Member of the Idaho Senate
- Incumbent
- Assumed office December 1, 2024
- Preceded by: Rick Just
- Constituency: 15th district

Member of the Idaho House of Representatives
- In office December 1, 2020 – November 30, 2022
- Preceded by: Jake Ellis
- Succeeded by: Dori Healey
- Constituency: 15th district Seat B

Personal details
- Born: Panama City, Florida, U.S.
- Party: Republican
- Spouse: Scott
- Children: 4
- Relatives: Joe Palmer (uncle)
- Education: Brigham Young University (BA)

= Codi Galloway =

American politician

Codi Galloway is an American politician who served as a member of the Idaho House of Representatives from the 15th district. Elected in November 2020, she assumed office on December 1, 2020.

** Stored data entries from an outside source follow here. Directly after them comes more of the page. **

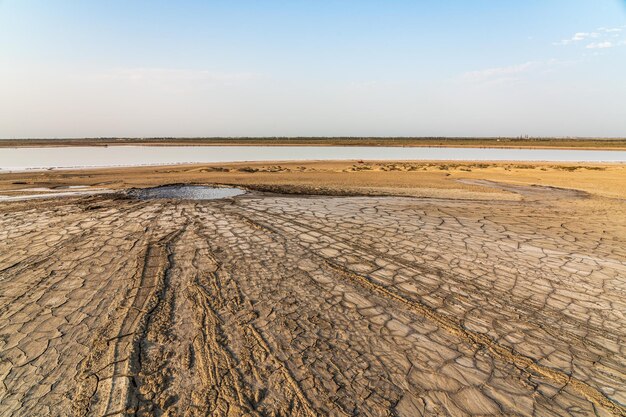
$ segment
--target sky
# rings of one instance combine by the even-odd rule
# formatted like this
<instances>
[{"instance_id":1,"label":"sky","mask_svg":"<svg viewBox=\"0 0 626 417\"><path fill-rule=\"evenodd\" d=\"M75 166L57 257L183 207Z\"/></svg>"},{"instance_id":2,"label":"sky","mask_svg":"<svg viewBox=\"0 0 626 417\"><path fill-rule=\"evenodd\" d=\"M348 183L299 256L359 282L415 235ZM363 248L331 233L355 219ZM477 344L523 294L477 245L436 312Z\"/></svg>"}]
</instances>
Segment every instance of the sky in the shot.
<instances>
[{"instance_id":1,"label":"sky","mask_svg":"<svg viewBox=\"0 0 626 417\"><path fill-rule=\"evenodd\" d=\"M626 0L0 0L0 138L626 136Z\"/></svg>"}]
</instances>

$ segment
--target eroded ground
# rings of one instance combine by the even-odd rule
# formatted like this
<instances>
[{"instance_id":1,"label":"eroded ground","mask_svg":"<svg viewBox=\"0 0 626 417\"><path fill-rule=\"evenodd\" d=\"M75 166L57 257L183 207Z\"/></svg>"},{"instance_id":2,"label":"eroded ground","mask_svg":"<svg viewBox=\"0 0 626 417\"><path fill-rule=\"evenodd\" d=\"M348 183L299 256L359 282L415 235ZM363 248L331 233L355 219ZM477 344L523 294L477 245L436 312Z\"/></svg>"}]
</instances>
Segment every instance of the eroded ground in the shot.
<instances>
[{"instance_id":1,"label":"eroded ground","mask_svg":"<svg viewBox=\"0 0 626 417\"><path fill-rule=\"evenodd\" d=\"M0 415L624 415L623 201L499 191L4 203Z\"/></svg>"}]
</instances>

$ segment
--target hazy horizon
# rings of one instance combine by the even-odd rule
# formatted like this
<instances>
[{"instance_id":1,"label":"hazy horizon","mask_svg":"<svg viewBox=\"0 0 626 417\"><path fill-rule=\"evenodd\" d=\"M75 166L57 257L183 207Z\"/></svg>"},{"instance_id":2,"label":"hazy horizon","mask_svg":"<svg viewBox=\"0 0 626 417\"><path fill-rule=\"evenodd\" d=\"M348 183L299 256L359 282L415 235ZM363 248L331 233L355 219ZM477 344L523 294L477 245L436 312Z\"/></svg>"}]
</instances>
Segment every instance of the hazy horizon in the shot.
<instances>
[{"instance_id":1,"label":"hazy horizon","mask_svg":"<svg viewBox=\"0 0 626 417\"><path fill-rule=\"evenodd\" d=\"M626 136L49 136L49 137L22 137L22 138L0 138L0 140L151 140L151 139L173 139L173 140L200 140L200 139L424 139L424 140L453 140L453 139L519 139L519 140L542 140L542 139L571 139L571 140L614 140L626 139Z\"/></svg>"},{"instance_id":2,"label":"hazy horizon","mask_svg":"<svg viewBox=\"0 0 626 417\"><path fill-rule=\"evenodd\" d=\"M0 0L0 138L626 136L626 2Z\"/></svg>"}]
</instances>

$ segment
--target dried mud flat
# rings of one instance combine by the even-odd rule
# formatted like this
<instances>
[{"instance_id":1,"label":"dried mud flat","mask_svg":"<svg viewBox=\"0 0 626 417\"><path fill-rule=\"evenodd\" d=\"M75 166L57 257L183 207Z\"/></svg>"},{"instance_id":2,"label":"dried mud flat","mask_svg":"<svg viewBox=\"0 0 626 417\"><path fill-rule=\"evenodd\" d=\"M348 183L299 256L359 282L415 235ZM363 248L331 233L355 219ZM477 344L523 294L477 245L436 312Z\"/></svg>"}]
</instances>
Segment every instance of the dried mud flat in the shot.
<instances>
[{"instance_id":1,"label":"dried mud flat","mask_svg":"<svg viewBox=\"0 0 626 417\"><path fill-rule=\"evenodd\" d=\"M625 415L624 203L506 191L2 204L0 415Z\"/></svg>"}]
</instances>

== Early life and education ==
Galloway was born in Panama City, Florida, and raised in Ada County, Idaho. She earned a Bachelor of Arts degree in education from Brigham Young University in 1999.

== Career ==
She worked as a public school teacher for three years before establishing a talent development school in Meridian, Idaho. She was elected to the Idaho House of Representatives in November 2020. She assumed office on December 1, 2020, succeeding Democratic incumbent Jake Ellis.